Buntownik bez powodu
Nie ulega wątpliwości, że debiutancki „Hardkor Disko” Krzysztofa Skoniecznego to film szalenie efektowny. Czy jednak w pełnej niedopowiedzeń historii o zemście znajdziemy coś więcej niż uderzającą do głowy formę?
Marcin (Marcin Kowalczyk), człowiek znikąd, przybywa do wielkiego miasta z tajemniczą misją. Kieruje nim gniew i niepowstrzymana żądza zemsty, w dłoni trzyma nóż. Kiedy chłopak spotyka na swojej drodze Olę (Jaśmina Polak), rozpieszczoną smarkulę z „dobrego domu”, ta bez wahania otwiera przed nim drzwi swojego domu. Bohater szybko zdobywa zaufanie zafascynowanej nim dziewczyny oraz jej zamożnych rodziców: związanej z teatrem matki (Agnieszka Wosińska) oraz ojca (Janusz Chabior), architekta, który niegdyś złożył własne ambicje na ołtarzu finansowej niezależności. Nikt z nich nie podejrzewa, że Marcin może być niebezpieczny.
Nie można odmówić debiutowi Krzysztofa Skoniecznego, uznanego twórcy teledysków, efektowności. „Hardkor Disko” urzeka plastycznymi zdjęciami Kacpra Fertacza, rytmicznym montażem Sebastiana Mialika i aktorstwem najwyższej próby. Warto zwrócić uwagę również na ścieżkę dźwiękową, łączącą w sobie klasyczne brzmienie Haendla (słynna „Sarabanda” nieodmiennie kojarząca się z „Barrym Lyndonem” Stanleya Kubricka) reprezentatywne dla „pokolenia disko” utwory Anny German, Bajmu, Dwa Plus Jeden oraz nowoczesne „hardkorowe” kawałki Sorry Boys, Slutocasters czy Mary Komasy. Największe wrażenie w „Hardkor Disko” robią dynamicznie zmontowane fragmenty mocno zakrapianych alkoholem i szaleństwem imprez – widać tu wprawną rękę artysty, który doświadczenie zdobywał na planach teledysków. Znacznie gorzej Skonieczny radzi sobie z utrzymaniem napięcia w scenach długich ujęć (wyraźnie nawiązujących do twórczości Michaela Hanekego, na czele z „Funny Games”).

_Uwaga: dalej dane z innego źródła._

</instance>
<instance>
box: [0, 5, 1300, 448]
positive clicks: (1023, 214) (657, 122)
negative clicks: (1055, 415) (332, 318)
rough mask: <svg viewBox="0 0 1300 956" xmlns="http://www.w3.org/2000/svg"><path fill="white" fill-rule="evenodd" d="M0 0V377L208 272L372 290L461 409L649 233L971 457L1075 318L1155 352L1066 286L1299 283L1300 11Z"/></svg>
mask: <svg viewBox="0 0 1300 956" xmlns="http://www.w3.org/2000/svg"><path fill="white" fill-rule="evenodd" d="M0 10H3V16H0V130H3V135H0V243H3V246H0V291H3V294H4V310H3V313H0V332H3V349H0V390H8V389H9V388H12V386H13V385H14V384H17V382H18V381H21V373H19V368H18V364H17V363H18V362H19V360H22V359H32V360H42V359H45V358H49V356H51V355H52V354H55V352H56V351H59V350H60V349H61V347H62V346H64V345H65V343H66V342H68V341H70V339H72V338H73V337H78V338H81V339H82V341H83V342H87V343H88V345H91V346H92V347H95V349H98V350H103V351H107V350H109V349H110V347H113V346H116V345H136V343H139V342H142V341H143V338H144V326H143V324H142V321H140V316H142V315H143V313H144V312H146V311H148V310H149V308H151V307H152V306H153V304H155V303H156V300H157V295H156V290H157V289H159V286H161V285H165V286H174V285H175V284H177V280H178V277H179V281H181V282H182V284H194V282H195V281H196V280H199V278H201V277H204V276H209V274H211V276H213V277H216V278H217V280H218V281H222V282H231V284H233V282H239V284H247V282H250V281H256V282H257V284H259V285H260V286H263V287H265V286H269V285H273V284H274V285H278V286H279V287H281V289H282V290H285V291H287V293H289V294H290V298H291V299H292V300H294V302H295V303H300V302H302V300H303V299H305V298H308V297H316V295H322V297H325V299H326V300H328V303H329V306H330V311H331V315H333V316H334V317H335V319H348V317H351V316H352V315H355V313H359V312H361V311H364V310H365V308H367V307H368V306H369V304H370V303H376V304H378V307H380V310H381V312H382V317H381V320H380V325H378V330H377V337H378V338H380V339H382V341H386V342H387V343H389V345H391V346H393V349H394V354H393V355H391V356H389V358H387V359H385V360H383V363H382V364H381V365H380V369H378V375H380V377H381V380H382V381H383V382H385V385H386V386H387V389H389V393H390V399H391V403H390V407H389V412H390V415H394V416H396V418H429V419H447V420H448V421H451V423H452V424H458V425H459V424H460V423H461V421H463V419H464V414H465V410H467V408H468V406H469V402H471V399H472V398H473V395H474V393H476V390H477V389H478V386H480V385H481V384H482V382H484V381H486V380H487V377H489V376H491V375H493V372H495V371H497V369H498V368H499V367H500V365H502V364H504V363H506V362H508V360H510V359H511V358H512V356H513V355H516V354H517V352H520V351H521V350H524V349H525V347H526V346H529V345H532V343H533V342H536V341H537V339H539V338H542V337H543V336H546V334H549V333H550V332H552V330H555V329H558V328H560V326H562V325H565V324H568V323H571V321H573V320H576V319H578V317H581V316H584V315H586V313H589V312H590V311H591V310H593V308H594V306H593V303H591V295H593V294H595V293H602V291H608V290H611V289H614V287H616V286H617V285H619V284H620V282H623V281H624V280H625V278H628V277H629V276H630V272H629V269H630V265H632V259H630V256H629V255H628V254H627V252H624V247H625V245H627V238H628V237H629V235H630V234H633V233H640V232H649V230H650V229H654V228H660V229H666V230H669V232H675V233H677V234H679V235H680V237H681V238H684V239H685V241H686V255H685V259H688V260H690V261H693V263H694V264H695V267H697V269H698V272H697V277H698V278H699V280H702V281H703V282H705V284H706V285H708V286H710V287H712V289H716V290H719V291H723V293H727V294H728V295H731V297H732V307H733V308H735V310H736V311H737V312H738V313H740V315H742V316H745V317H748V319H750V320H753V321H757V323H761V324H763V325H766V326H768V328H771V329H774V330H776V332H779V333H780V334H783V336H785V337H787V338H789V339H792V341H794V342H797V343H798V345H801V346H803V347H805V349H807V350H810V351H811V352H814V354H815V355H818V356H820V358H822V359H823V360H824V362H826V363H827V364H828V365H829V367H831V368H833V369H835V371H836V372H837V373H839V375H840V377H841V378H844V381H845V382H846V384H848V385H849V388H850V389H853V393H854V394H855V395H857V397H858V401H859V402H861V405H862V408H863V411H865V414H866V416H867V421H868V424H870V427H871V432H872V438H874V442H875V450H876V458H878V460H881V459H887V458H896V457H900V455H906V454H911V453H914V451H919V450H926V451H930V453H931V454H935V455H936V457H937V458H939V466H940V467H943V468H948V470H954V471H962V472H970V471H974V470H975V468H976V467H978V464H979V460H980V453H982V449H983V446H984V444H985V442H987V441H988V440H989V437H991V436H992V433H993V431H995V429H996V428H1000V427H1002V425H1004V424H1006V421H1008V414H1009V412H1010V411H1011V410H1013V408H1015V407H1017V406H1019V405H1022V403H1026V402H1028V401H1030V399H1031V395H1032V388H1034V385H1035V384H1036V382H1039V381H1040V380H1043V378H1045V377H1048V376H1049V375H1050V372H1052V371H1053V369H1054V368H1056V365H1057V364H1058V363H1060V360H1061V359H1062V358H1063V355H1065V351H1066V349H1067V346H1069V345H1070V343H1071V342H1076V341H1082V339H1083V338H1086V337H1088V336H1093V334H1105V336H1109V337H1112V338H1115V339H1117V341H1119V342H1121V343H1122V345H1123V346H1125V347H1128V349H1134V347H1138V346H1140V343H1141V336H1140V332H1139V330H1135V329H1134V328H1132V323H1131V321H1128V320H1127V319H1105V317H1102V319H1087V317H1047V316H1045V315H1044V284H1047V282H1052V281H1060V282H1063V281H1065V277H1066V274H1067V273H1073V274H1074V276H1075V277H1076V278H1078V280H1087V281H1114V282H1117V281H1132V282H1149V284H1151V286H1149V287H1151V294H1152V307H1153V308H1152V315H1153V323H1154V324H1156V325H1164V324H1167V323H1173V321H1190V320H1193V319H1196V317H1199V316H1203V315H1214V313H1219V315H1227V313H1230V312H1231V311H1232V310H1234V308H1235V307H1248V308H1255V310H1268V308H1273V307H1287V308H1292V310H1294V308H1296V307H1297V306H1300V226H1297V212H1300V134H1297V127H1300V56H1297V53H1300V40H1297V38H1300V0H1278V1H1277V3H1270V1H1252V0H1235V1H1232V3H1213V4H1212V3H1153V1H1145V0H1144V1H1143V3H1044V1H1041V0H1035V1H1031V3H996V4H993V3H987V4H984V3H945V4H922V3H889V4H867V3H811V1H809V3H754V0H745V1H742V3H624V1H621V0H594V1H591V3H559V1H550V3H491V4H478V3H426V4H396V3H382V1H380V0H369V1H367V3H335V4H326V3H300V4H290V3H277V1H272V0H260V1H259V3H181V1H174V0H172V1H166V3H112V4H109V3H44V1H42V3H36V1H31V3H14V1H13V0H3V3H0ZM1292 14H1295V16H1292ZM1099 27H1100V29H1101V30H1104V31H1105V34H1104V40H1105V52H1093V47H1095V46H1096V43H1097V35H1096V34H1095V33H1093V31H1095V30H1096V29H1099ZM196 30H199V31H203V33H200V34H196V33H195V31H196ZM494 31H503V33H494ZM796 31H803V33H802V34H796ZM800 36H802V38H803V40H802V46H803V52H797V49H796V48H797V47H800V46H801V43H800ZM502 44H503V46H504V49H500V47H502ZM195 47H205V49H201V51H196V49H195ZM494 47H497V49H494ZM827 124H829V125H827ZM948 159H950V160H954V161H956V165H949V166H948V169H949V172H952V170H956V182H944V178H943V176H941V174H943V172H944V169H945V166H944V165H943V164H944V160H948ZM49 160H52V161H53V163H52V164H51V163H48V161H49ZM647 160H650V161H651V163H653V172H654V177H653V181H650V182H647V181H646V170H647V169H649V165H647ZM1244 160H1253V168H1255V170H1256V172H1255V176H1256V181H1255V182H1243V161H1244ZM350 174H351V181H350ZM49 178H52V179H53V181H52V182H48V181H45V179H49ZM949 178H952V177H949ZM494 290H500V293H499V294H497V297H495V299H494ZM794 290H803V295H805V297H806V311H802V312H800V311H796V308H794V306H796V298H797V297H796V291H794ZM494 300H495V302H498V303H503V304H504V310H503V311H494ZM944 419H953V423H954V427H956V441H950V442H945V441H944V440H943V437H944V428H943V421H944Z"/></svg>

Bardzo to wszystko ładne i atrakcyjne, ale zamierzona przez reżysera próba stworzenia portretu młodego pokolenia nie do końca się udaje. Bohaterowie Skoniecznego są przerysowani i jednowymiarowi, każdy z nich podpada pod konkretną kategorię: uciekająca w świat narkotyków i seksu, poszukująca własnej tożsamości Ola, naiwni rodzice niepotrafiący nawiązać kontaktu z własną córką, mroczny i intrygujący, a w swojej nieprzeniknionej tajemniczości wręcz groteskowy Marcin. To bardziej wycinek konkretnej grupy społecznej napędzanej nieustającą pogonią za przyjemnością niż uniwersalna reprezentacja współczesnych młodych ludzi; postaci „bez właściwości”, których motywacji i problemów nie sposób zrozumieć. Na tym tle inspirowany antyczną tragedią grecką wątek zemsty Marcina, ukazanego jako dążącego do autodestrukcji mściciela, wypada nieprzekonująco. Nie wiadomo, dlaczego chłopak decyduje się skrzywdzić Olę i jej rodzinę; pojawiające się po drodze strzępki wyjaśnień nie uzasadniają wyboru bohatera, nie dodają mu
wiarygodności. Chęć pozostawienia widzowi miejsca na własną interpretację przedstawianych zdarzeń odbija się filmowi czkawką. To, co na początku stanowi intrygujące i wywołujące niepokój niedopowiedzenie, w rękach niedoświadczonego reżysera sukcesywnie zamienia się w drażniącą narracyjną niespójność.
Skonieczny to z pewnością utalentowany twórca, którego poczynania warto śledzić. Niestety „Hardkor Disko” wpada w pułapkę przerysowania, typowego dla polskiego kina opowiadającego o młodych ludziach. Trzymam kciuki, by następnym razem było lepiej.